Ныне Полуэктов вновь подвергся гонениям, на которые уже жаловался в районную газету и областному прокурору. В колхозе опять проводили ревизию, его пригласили возглавить комиссию, но он благоразумно уклонился от этой чести, сославшись на свою занятость в качестве заведующего хатой-лабораторией. Однако в состав ревизионной комиссии все же вошел и, судя по всему, был готов к бою.

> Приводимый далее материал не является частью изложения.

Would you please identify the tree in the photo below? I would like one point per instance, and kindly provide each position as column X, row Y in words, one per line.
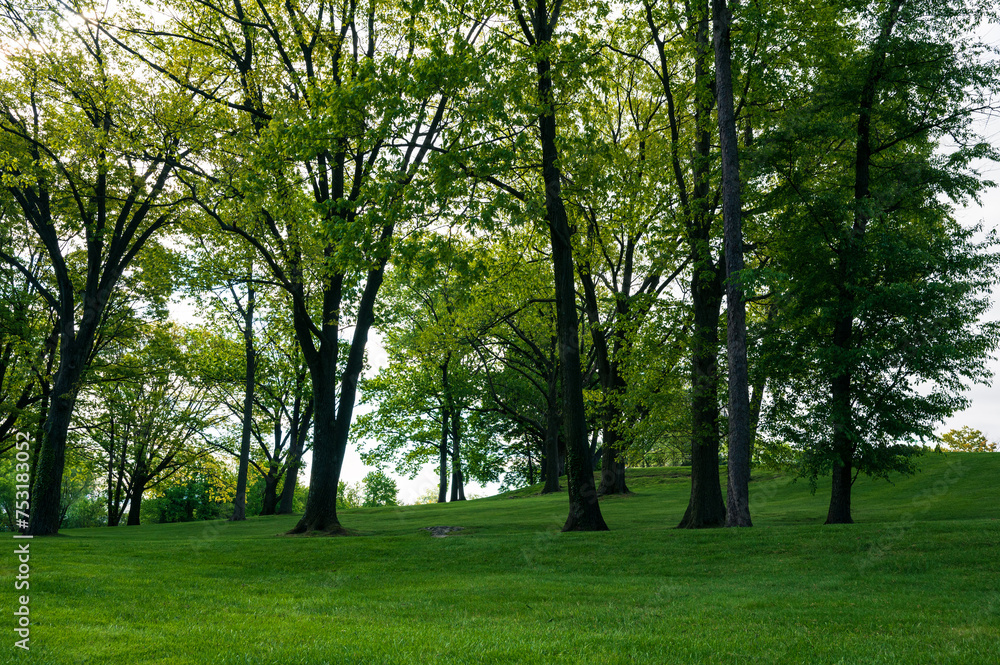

Опасности грядущей битвы Полуэктов видел хорошо: он знал, что «когда начнешь говорить о правде, то тебя понимают в обратную сторону и даже причисляют к контрреволюционеру». Но его инвективы против «людей, которые против правды стоят» и «настолько обросли неправдой, что их не возьмет и двенадцатидюймовая пушка, так как у них армия подхалимов имеется», выдают не только опасения, но и удовольствие: «Я их пишу открыто и подписываю правильно свою фамилию… Я считаю, что правду можно писать везде и всюду, и выполняю слова товарища Сталина, что печать есть сильнейшее оружие, которое выкорчевывает всех симулянтов, самоснабженцев, горлопаев, захватчиков и вредителей колхоза, поэтому я так все и делаю». Таким образом, Полуэктов дает двоякий ответ на вопрос «Что я за человек?», которым он начал свою биографию: смутьян в глазах начальства, правдолюбец — в своих собственных.

ГЛАВА 8.

ЖЕНСКИЕ СУДЬБЫ[106]

Женские автобиографии (говорят нам современные исследователи{187}), как правило, сосредоточены не на общественном, а на личном, носят характер не столько свидетельства, сколько исповеди, показывают их авторов в отношении к значимому для них «Другому» мужского пола, например к супругу, и даже ставят под вопрос само их право говорить о своей отдельной, самостоятельной жизни. Но биографии, рассказанные русскими женщинами XX в., трудно подогнать под этот шаблон. Типичная автобиография русской женщины межвоенного периода (1917-1941 гг.) относится именно к жанру свидетельства — документа эпохи, а не исповеди; она в гораздо большей степени посвящена общественным делам, нежели личным, семейным[107]. Если в этих историях и присутствует достойный внимания «Другой», то это чаще государство, чем отец или муж. Русские женщины нередко пишут о себе как о жертвах, страдающих, однако, не из-за своего пола: они (вместе с мужчинами) — жертвы коммунизма, капитализма или просто Истории. Но среди них на удивление много таких, кто изображает себя и своих родственниц сильными женщинами — не зависимыми иждивенками, а борцами за выживание, стойкими и смекалистыми, которые и морально, и даже физически сильнее своих мужчин{188}.[108]





105

«Большая советская энциклопедия» (2-е изд. М., 1952, Т. 15) дает следующее определение «хаты-лаборатории» (позже — «дом сельскохозяйственной культуры»); «Опытное учреждение колхоза, организованное для изучения конкретных условий хозяйства, для внедрения в общественное производство колхоза достижений с.-х. науки и передовой практики». Некоторый свет на деятельность полуэктовской лаборатории может пролить его упоминание выше в письме о последних достижениях колхоза в разведении мичуринских сортов яблок и других фруктов.

106

Это переработанный вариант моего введения «Судьбы и время» («Lives and Times») к сб.: In the Shadow of Revolution: Life Stories of Russian Women from 1917 to the Second World War / eds. S. Fitzpatrick, Yu. Slezkine. Princeton, 2000. P. 3-17. В первоначальной редакции введения говорится в основном о женских автобиографиях, опубликованных в сборнике; я расширила его за счет привлечения ряда других автобиографических и архивных источников.

107

Слово «автобиография» я использую для обозначения разного рода письменных или устных рассказов о своей жизни, включая мемуары, а не только в узком значении «самоисследования», предложенном Карлом Вейнтраубом: Weintraub К. Autobiography and Historical Consciousness // Critical Inquiry. 1975. June.

108

О том, как женщины в революционную эпоху разрывались между «мужским» полюсом равенства / независимости и «женским» полюсом вспомогательных и воспитательных функций / зависимости, см.: Wood E. Baba and Comrade: Gender and Politics in Revolutionary Russia. Bloomington, Ind., 1997. О весьма интересном, но исключительном примере Надежды Мандельштам, личности сильной и уверенной, представляющей себя в автобиографии в роли жены и помощницы, см.: Holmgren B. Women's Works in Stalin's Time: On Lidiia Chukovskaia and Nadezhda Mandelstam. Bloomington, Ind., 1993.